Model-based Feature Selection

Next, we learn how to select features through a model-based feature selection. This method uses machine learning to model the data, studying the usefulness of a feature according to its relative importance to the predictability of the target variable. In order to do that, the model provides some way to rank the features by importance.

Moreover, the obvious example is linear regression, which works by applying a coefficient multiplier to each of the features. Obviously, the higher the coefficient, the more valuable the feature.

To present model-based selection in scikit-learn, you can use "SelectFromModel" in conjunction with different models.

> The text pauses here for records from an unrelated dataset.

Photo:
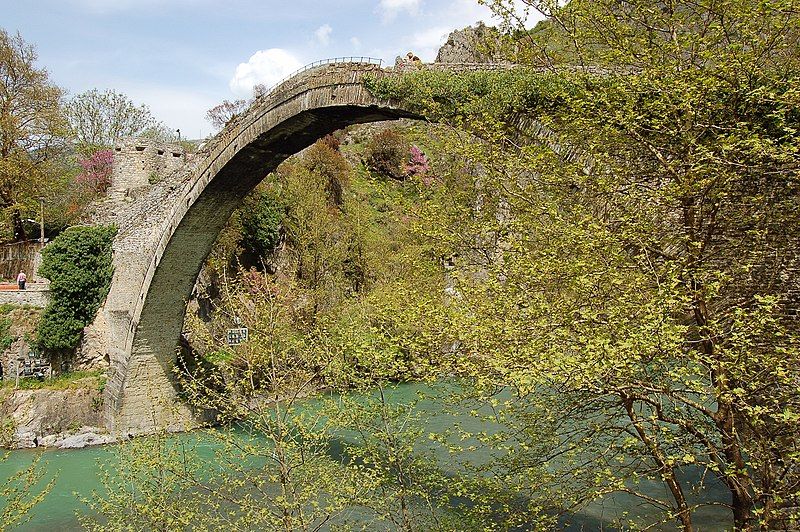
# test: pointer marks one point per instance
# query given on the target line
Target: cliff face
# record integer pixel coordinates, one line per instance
(479, 44)
(51, 418)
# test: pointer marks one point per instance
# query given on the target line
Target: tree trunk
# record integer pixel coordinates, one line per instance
(19, 228)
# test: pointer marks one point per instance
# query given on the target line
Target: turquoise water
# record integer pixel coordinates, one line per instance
(77, 475)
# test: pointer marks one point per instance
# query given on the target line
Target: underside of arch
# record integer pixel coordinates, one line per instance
(144, 399)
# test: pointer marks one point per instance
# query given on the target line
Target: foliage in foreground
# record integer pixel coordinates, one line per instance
(20, 493)
(78, 264)
(639, 219)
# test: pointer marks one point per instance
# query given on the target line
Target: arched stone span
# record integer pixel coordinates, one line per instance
(165, 236)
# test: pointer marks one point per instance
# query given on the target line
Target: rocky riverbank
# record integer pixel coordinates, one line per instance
(66, 419)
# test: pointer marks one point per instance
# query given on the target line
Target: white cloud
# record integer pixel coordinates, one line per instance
(323, 34)
(389, 9)
(265, 66)
(178, 107)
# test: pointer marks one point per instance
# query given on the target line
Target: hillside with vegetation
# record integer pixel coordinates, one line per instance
(589, 265)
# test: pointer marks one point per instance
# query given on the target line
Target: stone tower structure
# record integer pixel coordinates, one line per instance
(140, 163)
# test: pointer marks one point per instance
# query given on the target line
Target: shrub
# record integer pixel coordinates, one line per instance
(262, 216)
(387, 153)
(78, 264)
(418, 163)
(325, 162)
(96, 170)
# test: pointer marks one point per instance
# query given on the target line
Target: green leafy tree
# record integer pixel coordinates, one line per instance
(98, 119)
(628, 241)
(79, 266)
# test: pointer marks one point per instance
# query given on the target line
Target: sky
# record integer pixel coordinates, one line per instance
(182, 57)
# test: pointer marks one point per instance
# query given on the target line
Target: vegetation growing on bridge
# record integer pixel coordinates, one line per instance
(78, 264)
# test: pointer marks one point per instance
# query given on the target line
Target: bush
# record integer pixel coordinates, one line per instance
(387, 153)
(78, 264)
(324, 161)
(262, 217)
(97, 170)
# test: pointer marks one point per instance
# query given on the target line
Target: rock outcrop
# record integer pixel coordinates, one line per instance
(479, 44)
(50, 417)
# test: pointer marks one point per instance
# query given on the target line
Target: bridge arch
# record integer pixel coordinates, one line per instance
(166, 236)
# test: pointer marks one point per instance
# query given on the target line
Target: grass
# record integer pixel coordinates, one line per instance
(67, 381)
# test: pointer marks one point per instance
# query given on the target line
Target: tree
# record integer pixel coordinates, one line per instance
(100, 118)
(33, 129)
(79, 267)
(223, 113)
(636, 257)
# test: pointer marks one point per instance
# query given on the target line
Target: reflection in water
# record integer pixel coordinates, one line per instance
(77, 473)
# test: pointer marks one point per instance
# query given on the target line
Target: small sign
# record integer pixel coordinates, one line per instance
(237, 336)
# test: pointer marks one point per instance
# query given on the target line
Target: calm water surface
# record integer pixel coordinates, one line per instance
(76, 474)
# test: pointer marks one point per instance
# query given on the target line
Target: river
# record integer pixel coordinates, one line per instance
(77, 476)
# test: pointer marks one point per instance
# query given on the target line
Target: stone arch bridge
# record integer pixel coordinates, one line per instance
(167, 230)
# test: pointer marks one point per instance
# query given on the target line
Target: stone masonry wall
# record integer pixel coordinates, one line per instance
(139, 163)
(166, 230)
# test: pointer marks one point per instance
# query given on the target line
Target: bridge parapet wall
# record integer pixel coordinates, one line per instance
(141, 162)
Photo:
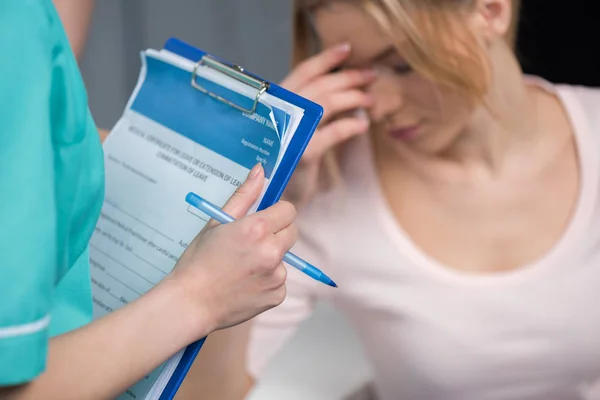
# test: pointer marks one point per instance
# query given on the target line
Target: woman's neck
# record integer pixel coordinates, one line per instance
(493, 133)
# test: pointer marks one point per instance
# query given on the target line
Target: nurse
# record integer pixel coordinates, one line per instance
(51, 190)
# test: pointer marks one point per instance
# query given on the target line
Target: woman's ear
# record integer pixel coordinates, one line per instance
(492, 18)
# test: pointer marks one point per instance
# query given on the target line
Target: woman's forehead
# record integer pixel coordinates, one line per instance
(340, 22)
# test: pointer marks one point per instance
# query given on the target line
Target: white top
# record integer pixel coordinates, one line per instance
(432, 332)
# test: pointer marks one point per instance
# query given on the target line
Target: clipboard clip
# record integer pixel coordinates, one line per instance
(236, 72)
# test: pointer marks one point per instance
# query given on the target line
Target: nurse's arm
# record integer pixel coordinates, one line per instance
(102, 359)
(75, 16)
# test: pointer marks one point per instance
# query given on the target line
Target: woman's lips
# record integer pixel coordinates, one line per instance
(405, 132)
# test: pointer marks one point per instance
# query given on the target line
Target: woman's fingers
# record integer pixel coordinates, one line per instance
(339, 81)
(244, 197)
(316, 66)
(333, 134)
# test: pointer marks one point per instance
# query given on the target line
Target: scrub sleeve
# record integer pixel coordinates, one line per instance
(51, 188)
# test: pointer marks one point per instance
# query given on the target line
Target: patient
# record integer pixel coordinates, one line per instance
(459, 214)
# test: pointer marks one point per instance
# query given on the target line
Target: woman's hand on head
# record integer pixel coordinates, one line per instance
(339, 93)
(233, 272)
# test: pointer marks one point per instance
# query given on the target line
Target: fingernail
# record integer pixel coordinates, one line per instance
(255, 171)
(342, 48)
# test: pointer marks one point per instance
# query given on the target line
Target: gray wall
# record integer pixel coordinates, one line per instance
(241, 31)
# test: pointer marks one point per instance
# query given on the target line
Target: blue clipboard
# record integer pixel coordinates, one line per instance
(312, 116)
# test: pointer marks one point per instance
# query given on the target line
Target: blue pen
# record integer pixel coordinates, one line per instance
(222, 217)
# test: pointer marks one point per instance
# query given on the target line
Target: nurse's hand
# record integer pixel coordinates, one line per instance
(233, 272)
(340, 94)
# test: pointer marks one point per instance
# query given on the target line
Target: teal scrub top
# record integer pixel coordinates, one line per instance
(51, 188)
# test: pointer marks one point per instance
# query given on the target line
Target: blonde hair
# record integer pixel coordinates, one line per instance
(436, 42)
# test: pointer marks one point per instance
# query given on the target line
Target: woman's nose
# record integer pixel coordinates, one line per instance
(389, 98)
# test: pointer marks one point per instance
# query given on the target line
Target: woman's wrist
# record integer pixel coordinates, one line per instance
(184, 312)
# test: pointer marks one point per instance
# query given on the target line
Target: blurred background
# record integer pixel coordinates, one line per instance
(324, 360)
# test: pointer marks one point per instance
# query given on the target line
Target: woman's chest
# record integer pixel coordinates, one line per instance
(439, 337)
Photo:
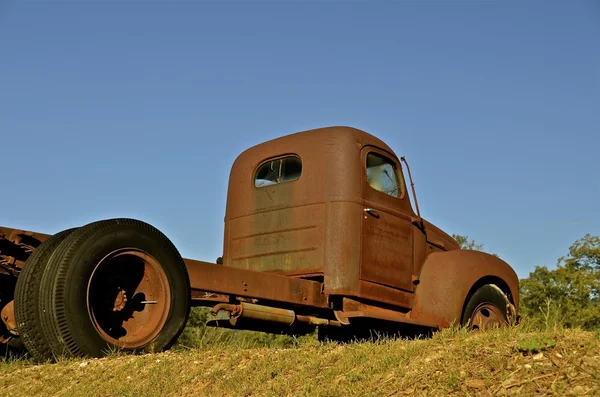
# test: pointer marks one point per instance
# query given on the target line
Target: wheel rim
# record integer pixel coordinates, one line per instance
(486, 316)
(128, 298)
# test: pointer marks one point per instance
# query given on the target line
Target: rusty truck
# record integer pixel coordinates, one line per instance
(319, 234)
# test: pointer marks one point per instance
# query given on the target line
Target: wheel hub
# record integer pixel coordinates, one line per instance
(120, 300)
(485, 316)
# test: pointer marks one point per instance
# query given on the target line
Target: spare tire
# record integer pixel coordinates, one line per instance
(117, 284)
(27, 292)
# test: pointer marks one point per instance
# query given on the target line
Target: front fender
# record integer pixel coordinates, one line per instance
(447, 278)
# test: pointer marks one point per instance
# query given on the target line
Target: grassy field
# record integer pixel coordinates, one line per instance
(509, 361)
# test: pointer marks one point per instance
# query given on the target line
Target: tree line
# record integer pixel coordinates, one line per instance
(567, 295)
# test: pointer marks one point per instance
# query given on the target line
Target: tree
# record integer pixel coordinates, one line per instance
(569, 294)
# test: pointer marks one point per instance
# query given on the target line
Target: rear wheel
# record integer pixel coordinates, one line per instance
(487, 308)
(115, 284)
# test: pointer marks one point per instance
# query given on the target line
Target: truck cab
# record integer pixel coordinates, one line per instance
(329, 204)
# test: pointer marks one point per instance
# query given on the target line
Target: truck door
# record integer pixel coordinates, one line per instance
(387, 231)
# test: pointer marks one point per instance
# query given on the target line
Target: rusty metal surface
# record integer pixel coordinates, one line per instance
(355, 309)
(220, 279)
(128, 298)
(485, 316)
(8, 317)
(447, 278)
(268, 314)
(15, 247)
(304, 226)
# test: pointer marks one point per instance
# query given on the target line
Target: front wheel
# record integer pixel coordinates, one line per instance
(487, 308)
(114, 284)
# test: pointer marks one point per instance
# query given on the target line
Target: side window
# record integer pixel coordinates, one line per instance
(279, 170)
(382, 175)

Any of these models can be made into a transformer that does feature selection by wrapping it with the SelectFromModel class:

from sklearn.feature_selection import SelectFromModel

from sklearn.ensemble import RandomForestRegressor

select = SelectFromModel(RandomForestRegressor(n_estimators=100, random_state=42), max_features=15)
select.fit(X_train, y_train)

X_train_rf = select.transform(X_train)

print(X_train.shape)

print(X_train_rf.shape)
(253, 38)
(253, 4)
mask = select.get_support()

# visualize the mask. black is True, white is False

plt.matshow(mask.reshape(1, -1), cmap='gray_r')
<matplotlib.image.AxesImage at 0x297a5d7bcf8>

png

X_test_rf = select.transform(X_test)

LinearRegression().fit(X_train_rf, y_train).score(X_test_rf, y_test)
0.6080482109223608

Recursive Feature Elimination

Recursive Feature Elimination is similar to the methods above which selects a important features that are deemed most important by the model. In simple term, it is a backward selection of the variables. Literally, this technique begins by building a model on the entire set of variables and computing an importance score for each variable. The least important variables are removed, the model is re-built, and importance scores are computed again.

from sklearn.feature_selection import RFE

select = RFE(RandomForestRegressor(n_estimators=40, random_state=42), n_features_to_select=13)

fit = select.fit(X_train, y_train)

# visualize the selected features:

mask = select.get_support()

plt.matshow(mask.reshape(1, -1), cmap='gray_r')
<matplotlib.image.AxesImage at 0x297a5ddae80>

png

X_train_rfe = select.transform(X_train)

X_test_rfe = select.transform(X_test)

LinearRegression().fit(X_train_rfe, y_train).score(X_test_rfe, y_test)
0.6587309225824689
select.score(X_test, y_test)
0.812742249823327
print("Num Features: %d"% fit.n_features_)
Num Features: 13
print("Feature Ranking: %s"% fit.ranking_)
Feature Ranking: [ 1 25 16 26  1  1  1  1 18  1  1  1  1 17  5 22  1 15 21  6  4  1  3  1
 13 10 11  1  2 14 20 24 23  9 12  7 19  8]

You can see that RFE chose the the top 13 features. These are marked with a choice 1 in the ranking_ array.

The advantage of this approach is that it will not remove variables which were deemed insignificant at the beginning of the process, but become more and more significant as lesser features are removed. For datasets with many variables relatively strongly correlated with one another and relatively weakly correlated with the target variable, this approach may result in slightly different feature choices from those made by model-based selection. The disadvantage is that since you have to train the model many times, this approach is multiplicatively slower than the one-and-done.

Conclusion

Feature engineering is an essential parameter of a successful model. Now, we can see how important feature selection is. In order to increase the accuracy of the model, data visualization and feature selection methods are a nice tool for you to approach the mission.